Year 28 - J.L. Mac Page 0,2

I’ll embrace it all. I have to because if I am going to have to face her again, I must have my game face on and be fully acclimated to the feelings she stirs in me. Better to do this in private, in one of my favorite places, on my boat, and on my terms. Facing her again for the first time in years unprepared would be a mistake, and it would only screw up my plans. She made one big promise that I fully intend on making sure she follows through on. At the very least I will confront Miss High And Mighty given the opportunity. I’m not delusional enough to think she’d even consider honoring her promise to me, but she can at least explain herself. She owes me and I’m in the collecting mood. I’ve waited years, and now my waiting is over.

Chapter 2

Raegan

“So is this considered fraternizing with the enemy?” Preston’s lips move against my skin as he murmurs, his mouth coaxing against my bare shoulder blade. “Because if it is then consider me a bona fide traitor. Heavens, you’re amazin’,” he praises. I’m lying beside him, wrapped only in luxuriously soft sheets and the afterglow of mutually fulfilling sex. His fingertips run feather soft up and down my spine, winning a sigh of satiation. Apparently it sounds all too sexual because Preston growls playfully and nips at my earlobe, making me instinctively jerk away. It disrupts my reprieve. With my head turned away from him, fine sheets cocooning my body, the effect of endorphins coursing through me, I was peaceful enough to not worry or think about… anything.
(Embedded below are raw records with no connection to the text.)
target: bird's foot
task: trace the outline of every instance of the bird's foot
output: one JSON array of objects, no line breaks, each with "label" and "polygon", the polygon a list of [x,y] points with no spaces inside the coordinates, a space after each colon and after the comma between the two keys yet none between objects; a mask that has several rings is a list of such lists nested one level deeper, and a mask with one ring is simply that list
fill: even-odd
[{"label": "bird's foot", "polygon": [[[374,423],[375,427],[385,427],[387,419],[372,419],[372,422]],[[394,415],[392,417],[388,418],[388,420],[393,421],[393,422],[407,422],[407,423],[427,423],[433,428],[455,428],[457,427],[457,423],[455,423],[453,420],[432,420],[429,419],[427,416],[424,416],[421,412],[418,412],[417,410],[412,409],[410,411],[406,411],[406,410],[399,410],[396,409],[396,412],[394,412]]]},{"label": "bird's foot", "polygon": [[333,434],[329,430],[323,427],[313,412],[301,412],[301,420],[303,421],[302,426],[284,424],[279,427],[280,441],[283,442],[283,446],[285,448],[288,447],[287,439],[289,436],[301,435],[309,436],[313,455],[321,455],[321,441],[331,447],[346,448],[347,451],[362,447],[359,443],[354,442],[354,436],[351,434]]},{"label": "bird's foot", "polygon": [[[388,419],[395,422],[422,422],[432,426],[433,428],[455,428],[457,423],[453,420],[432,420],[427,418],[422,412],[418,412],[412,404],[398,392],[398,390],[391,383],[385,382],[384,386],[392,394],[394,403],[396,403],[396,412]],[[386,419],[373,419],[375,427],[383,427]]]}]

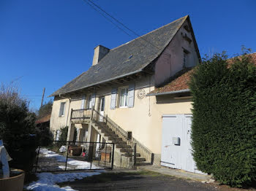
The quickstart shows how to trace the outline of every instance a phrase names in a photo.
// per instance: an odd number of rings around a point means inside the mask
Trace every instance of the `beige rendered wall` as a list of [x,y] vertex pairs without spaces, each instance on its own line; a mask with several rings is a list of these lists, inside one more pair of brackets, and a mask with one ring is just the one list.
[[[154,76],[148,76],[138,79],[135,82],[135,104],[133,108],[116,108],[110,109],[111,90],[113,87],[105,87],[96,92],[97,98],[95,108],[98,109],[99,98],[105,96],[105,115],[116,122],[127,131],[132,131],[132,136],[151,152],[161,153],[162,144],[162,116],[169,114],[191,114],[191,101],[176,100],[170,96],[158,97],[145,96],[140,99],[138,97],[139,91],[145,91],[145,95],[154,90]],[[121,87],[128,86],[124,84]],[[50,118],[50,128],[53,130],[69,125],[71,109],[79,109],[81,107],[81,98],[83,95],[72,98],[69,111],[68,112],[69,99],[55,98]],[[64,117],[59,117],[60,103],[66,101],[66,111]],[[118,102],[118,100],[116,100]],[[87,99],[86,101],[87,102]],[[85,105],[86,106],[86,104]],[[68,117],[67,117],[68,116]],[[81,125],[75,124],[76,128],[82,128]]]
[[[189,51],[187,67],[191,67],[199,63],[194,42],[192,42],[189,44],[182,37],[182,35],[187,34],[187,36],[192,39],[191,33],[187,32],[183,27],[187,24],[187,21],[186,21],[164,51],[166,54],[162,54],[157,61],[155,75],[136,79],[133,108],[117,107],[116,109],[110,109],[110,93],[112,88],[114,87],[102,87],[96,92],[96,109],[98,109],[99,107],[99,98],[105,96],[105,114],[108,114],[110,119],[125,130],[132,131],[132,136],[156,154],[161,153],[162,114],[191,114],[191,101],[190,100],[176,100],[171,96],[161,96],[157,98],[157,100],[156,96],[145,96],[140,99],[137,95],[141,90],[144,91],[146,95],[154,89],[155,85],[166,81],[171,76],[181,70],[184,67],[184,49]],[[127,83],[116,87],[128,87],[128,85],[129,83]],[[56,130],[69,125],[71,109],[81,109],[82,96],[84,95],[88,96],[89,93],[92,93],[85,91],[84,93],[80,93],[76,95],[75,97],[70,98],[69,106],[69,99],[56,97],[50,118],[51,130]],[[66,101],[67,103],[65,115],[59,117],[61,101]],[[116,102],[118,101],[117,99]],[[87,99],[86,103],[87,103]],[[86,104],[85,106],[86,106]],[[75,126],[82,127],[80,125],[75,125]]]

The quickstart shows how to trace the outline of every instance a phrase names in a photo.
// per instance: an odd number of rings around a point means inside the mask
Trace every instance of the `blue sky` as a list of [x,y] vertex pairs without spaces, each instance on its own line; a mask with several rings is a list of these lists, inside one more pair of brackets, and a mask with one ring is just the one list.
[[[143,35],[189,15],[201,56],[241,46],[256,52],[256,1],[94,0]],[[0,82],[15,81],[38,109],[45,95],[91,65],[94,48],[116,47],[129,36],[83,0],[0,0]],[[45,98],[48,101],[49,98]]]

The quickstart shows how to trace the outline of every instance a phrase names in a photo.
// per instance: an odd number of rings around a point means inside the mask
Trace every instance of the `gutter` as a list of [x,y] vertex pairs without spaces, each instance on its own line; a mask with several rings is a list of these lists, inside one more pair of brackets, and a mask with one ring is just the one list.
[[189,89],[185,89],[185,90],[177,90],[177,91],[171,91],[171,92],[164,92],[164,93],[150,93],[150,94],[146,95],[146,96],[163,96],[163,95],[170,95],[170,94],[181,93],[188,93],[188,92],[190,92],[190,90],[189,90]]

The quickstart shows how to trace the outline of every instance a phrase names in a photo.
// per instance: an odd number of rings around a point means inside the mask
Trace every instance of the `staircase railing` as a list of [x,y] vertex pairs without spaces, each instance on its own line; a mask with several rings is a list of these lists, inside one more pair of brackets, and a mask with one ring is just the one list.
[[134,147],[136,146],[136,151],[138,153],[140,154],[140,156],[146,158],[146,161],[151,163],[153,161],[152,152],[140,144],[135,138],[129,139],[128,137],[128,133],[118,125],[114,121],[107,116],[102,115],[98,111],[93,109],[91,120],[94,120],[97,122],[104,122],[106,123],[108,127],[111,129],[118,137],[121,138],[123,141],[125,141],[128,146],[130,146],[131,149],[134,149]]
[[91,113],[91,109],[71,109],[70,120],[89,119]]

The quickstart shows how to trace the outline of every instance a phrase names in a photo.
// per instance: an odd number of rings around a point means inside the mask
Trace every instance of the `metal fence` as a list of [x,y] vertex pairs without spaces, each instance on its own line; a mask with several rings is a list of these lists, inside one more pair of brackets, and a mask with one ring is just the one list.
[[114,144],[54,141],[37,149],[35,172],[113,169]]

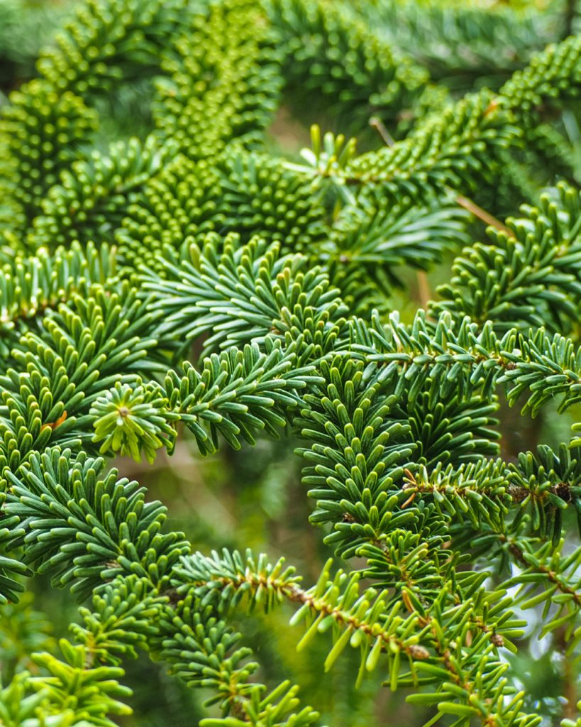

Not work. Not the Senator’s campaign. Not the travel schedule. Not the wedding I’m expected to attend. Not my hometown. Not the deal I had made. Not him.

“I need to get going,” I say, feeling suddenly suffocated. I take a deep breath and begin peeling myself out of Preston’s bed when his hands reach for me, tugging me back down. He rolls on top of me, his chest presses heavily against mine. I clench my jaw and stare unflinching into his dark blue eyes. “Off.” My demand is damn concise, but my knee to his ball will be more so if he doesn’t get his ass off me. He hesitates with a pouty look that only further extinguishes the afterglow I had been enjoying. He releases me and I stand, taking his sheet with me as I zigzag through his space, collecting my discarded clothing like little prizes.

“Why don’t you just stay the night, darlin?” His eyes hold a glimmer of playfulness that radiates the implied promise of multiple romps through the night. For a moment I am tempted, because Preston is a good lay, and given that he’s twelve years older than me, not entirely surprising. Most men in their twenties are still discovering how to pick a woman’s lock, so to speak, and I have zero interest in being their practice dummy and even less time. But his grabby hands coupled with the use of the word darlin’ is ice water on my desire to dwell here a moment longer than it will take to slip back into my designer pencil skirt, silk blouse, and Louboutin heels.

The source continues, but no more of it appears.